This is Canon Victoria’s letter in our weekly Parish News email. To sign up for our newsletter, please visit: Constant Contact. To see the full weekly Parish News email from Jan 27th, please visit: http://conta.cc/2kbr6pH
My mother had a series of saying when I was a child, most of which I have found apt and wise, with one exception. “Sticks and stones may break your bones, but names will never hurt you.” I know what she meant to mean. She meant to say, “Let go of the mean words of other children called out as bullying and don’t let them affect you.” In a similar way, I asked my children, “Who gave them power over you?” Words can wound decades after the cut from the lip is forgotten. It is people closest too us whose words can wound us worse. At the end of her life, when she was not sure of our names, my mother remembered taunts said to her as a child.
Observant Jewish parents to this day have the Sabbath custom of blessing their children. I do not directly observe that custom: but because of it, I try and praise my children when they do something good unasked. Think about how often in business or in our families, the opening line, “I need to talk to you,” raises anxiety. It is because we expect criticism, not positive feedback.

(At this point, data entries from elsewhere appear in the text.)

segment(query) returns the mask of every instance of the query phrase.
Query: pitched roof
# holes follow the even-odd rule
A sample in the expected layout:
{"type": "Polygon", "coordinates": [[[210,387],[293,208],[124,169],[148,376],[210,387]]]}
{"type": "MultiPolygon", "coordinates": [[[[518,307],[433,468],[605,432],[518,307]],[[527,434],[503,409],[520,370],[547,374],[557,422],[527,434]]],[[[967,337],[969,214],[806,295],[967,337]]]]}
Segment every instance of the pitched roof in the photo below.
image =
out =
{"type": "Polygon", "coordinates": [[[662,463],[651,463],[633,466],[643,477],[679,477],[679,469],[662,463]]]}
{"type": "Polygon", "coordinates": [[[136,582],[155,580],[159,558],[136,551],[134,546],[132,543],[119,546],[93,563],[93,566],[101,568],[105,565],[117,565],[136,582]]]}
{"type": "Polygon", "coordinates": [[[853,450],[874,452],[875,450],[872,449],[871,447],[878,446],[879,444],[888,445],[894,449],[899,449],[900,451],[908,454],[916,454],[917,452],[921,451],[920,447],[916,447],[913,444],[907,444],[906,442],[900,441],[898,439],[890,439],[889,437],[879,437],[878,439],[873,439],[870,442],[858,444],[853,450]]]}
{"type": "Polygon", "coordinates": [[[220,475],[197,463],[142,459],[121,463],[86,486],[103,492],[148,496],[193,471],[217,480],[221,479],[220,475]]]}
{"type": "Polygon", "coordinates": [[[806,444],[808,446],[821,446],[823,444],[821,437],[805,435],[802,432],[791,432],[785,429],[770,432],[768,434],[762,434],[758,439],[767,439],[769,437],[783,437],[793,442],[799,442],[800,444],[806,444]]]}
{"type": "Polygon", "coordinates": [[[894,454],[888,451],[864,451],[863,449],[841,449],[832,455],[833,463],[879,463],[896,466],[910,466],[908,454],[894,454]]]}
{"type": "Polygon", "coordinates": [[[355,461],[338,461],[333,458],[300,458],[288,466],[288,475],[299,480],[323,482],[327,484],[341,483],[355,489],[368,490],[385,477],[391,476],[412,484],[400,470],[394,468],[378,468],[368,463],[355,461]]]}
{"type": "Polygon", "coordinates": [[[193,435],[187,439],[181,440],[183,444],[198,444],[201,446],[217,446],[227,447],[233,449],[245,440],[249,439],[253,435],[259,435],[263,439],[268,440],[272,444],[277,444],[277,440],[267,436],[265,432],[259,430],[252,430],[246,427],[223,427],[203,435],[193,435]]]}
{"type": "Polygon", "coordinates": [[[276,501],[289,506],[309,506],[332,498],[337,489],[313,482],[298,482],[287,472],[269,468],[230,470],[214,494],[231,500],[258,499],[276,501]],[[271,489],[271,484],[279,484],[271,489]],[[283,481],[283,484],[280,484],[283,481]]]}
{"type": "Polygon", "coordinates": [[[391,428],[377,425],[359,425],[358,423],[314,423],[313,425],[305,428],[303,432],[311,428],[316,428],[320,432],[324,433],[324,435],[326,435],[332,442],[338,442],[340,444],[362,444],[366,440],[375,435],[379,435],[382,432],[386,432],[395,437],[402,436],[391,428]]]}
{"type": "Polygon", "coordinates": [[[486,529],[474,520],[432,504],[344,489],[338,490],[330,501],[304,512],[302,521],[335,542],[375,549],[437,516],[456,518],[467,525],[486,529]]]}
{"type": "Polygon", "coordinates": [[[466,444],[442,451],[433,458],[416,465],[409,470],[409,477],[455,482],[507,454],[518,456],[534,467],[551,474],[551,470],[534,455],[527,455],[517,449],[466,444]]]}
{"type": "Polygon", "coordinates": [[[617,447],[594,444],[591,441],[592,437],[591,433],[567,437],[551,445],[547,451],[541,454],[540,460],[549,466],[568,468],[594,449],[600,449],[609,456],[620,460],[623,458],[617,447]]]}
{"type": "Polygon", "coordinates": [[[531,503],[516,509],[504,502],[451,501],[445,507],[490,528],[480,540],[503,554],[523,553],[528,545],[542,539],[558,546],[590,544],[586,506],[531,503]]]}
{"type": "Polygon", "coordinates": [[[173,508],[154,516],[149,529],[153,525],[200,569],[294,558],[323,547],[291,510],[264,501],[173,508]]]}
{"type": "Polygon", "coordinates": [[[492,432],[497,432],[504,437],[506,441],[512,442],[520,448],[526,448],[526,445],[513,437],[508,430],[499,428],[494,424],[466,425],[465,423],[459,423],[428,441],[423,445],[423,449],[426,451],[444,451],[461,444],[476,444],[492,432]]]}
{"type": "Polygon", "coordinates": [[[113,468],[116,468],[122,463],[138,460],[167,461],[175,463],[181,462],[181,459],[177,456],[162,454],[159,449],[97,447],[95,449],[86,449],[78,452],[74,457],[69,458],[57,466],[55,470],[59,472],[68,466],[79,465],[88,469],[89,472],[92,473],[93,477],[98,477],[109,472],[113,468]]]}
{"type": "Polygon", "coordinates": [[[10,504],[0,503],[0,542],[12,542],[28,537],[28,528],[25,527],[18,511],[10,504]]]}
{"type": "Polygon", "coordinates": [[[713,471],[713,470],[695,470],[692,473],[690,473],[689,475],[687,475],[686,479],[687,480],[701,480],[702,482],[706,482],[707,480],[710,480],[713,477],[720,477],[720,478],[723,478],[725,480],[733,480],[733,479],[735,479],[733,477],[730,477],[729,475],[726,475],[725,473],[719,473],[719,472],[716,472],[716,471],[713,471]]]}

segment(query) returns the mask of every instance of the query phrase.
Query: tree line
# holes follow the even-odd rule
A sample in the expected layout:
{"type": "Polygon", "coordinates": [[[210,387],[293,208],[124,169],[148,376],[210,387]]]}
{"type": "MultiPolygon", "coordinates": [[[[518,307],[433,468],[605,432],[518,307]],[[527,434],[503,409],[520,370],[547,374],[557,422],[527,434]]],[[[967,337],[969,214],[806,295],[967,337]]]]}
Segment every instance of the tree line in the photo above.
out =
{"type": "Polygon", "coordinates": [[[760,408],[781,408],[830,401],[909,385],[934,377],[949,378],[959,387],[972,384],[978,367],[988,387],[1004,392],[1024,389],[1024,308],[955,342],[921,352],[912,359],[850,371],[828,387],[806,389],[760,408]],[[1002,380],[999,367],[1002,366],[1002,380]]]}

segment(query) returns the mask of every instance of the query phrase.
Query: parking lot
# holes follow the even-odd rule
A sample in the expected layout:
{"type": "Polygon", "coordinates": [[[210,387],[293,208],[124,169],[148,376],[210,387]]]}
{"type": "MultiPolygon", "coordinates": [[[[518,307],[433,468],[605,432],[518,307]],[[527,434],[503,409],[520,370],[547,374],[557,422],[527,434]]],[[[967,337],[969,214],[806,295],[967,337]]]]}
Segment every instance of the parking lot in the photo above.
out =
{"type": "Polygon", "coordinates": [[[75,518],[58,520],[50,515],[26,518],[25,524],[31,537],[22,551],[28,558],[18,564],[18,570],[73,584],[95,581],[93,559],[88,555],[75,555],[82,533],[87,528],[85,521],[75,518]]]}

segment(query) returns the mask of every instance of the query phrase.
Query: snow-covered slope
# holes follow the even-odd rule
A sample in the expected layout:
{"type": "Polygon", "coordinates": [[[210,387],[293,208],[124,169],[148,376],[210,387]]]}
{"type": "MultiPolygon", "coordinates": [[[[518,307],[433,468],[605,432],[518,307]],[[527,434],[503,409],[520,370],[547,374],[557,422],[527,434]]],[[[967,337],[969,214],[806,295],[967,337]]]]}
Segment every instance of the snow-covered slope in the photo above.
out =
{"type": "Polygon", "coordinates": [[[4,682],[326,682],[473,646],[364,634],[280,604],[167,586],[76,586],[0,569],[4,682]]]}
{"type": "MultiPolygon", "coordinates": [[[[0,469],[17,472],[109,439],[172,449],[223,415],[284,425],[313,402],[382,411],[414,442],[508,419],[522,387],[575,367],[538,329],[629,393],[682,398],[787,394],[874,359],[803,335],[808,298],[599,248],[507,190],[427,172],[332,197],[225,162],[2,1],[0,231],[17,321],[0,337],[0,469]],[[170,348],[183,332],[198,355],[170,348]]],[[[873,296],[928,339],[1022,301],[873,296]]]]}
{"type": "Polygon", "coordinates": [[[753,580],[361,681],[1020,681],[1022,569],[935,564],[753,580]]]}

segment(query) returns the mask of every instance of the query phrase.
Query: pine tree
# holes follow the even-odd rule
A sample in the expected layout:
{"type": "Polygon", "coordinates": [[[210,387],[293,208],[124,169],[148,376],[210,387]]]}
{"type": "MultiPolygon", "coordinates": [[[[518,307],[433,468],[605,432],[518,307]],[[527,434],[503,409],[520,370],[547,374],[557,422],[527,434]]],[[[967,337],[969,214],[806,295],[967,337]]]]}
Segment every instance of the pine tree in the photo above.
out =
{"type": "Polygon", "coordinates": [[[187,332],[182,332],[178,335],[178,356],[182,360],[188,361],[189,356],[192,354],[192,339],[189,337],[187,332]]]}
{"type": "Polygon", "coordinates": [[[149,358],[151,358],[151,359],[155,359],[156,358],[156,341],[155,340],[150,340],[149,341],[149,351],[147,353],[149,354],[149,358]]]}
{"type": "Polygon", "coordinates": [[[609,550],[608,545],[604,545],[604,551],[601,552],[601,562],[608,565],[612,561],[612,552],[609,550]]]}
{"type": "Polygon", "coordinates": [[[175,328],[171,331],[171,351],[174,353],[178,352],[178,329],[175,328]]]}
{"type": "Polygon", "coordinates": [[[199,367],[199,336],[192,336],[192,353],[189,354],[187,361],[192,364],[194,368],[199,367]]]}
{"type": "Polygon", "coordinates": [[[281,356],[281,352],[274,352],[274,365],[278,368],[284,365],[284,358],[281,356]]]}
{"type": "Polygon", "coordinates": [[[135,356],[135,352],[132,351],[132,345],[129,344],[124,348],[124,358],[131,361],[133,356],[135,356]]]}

St. Paul says to his church members in Philippi, “Whatever is true, whatever is honorable, whatever is just, whatever is pure, whatever is pleasing, whatever is commendable…think on these things. That is actually harder than it sounds. We often find it easier to see what is wrong, than what is right. Taking time to name the good in a person can be the word that God uses to nudge him or others toward goodness. Equally, a diet of negative words can limit or destroy the future of one who hears them. Jesus says that we will have to account for every idle word we speak before the Throne of God. (Matthew 12:36) I had to read that about five times before I noticed the warning. I am more mindful since of what I say, and how I say it.